Since Biden has taken the presidency and closed the Keystone Pipeline, we have seen a significant increase in gas prices. As a result of the conflict in Ukraine, it is only going to get worse.
As a country, we have sanctioned many things that come from Russia — from their vodka to their natural resources. We have done our best to completely cut ties with their country.
Now, I am not advocating against this decision, but these actions will have consequences the American public might not have considered. Cutting off our supply of natural resources from Russia means another drop in oil.
In Nebraska specifically, we could be looking at a whole dollar increase in gas prices while we have these sanctions on Russia.
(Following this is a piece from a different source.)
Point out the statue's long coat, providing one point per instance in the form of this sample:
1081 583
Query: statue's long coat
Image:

We saw gas prices soar when the pipeline was closed, and WOWT reported back in November 2021 that they had already raised over a dollar in the past year.
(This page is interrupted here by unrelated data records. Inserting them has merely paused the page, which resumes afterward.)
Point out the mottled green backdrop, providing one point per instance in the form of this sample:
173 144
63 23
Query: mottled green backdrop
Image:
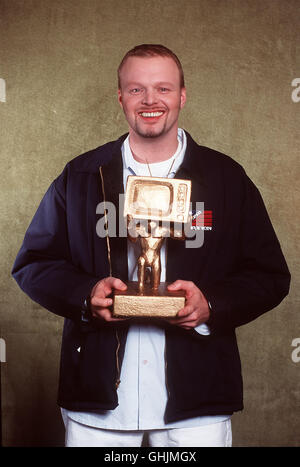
58 59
As reported by WOWT: “According to GasBuddy’s daily survey of over 300 stations in Omaha, gas prices have fallen 3.4 cents per gallon in the last week and average $3.24 per gallon on Monday. The survey says that gas prices in Omaha are 15.1 cents per gallon higher than a month ago and are $1.20/gallon higher than a year ago.”
Depending on the length of this conflict, we could be seeing the effects of this lack of oil for the foreseeing months, and as a warning to my fellow Nebraskans, be prepared.
If you thought $3.40 was the highest we are going to get, I fully expect and am preparing for prices to hit $4.50 sometime within this year.
President Biden has addressed the issue in his State of the Union Address, saying he will be releasing 60 million gallons of oil from worldwide reserves to reduce prices.
However, this will only be a short-term solution to a problem that threatens to haunt us for the long run. So, start saving your change, and prepare for a drive to work more costly than ever.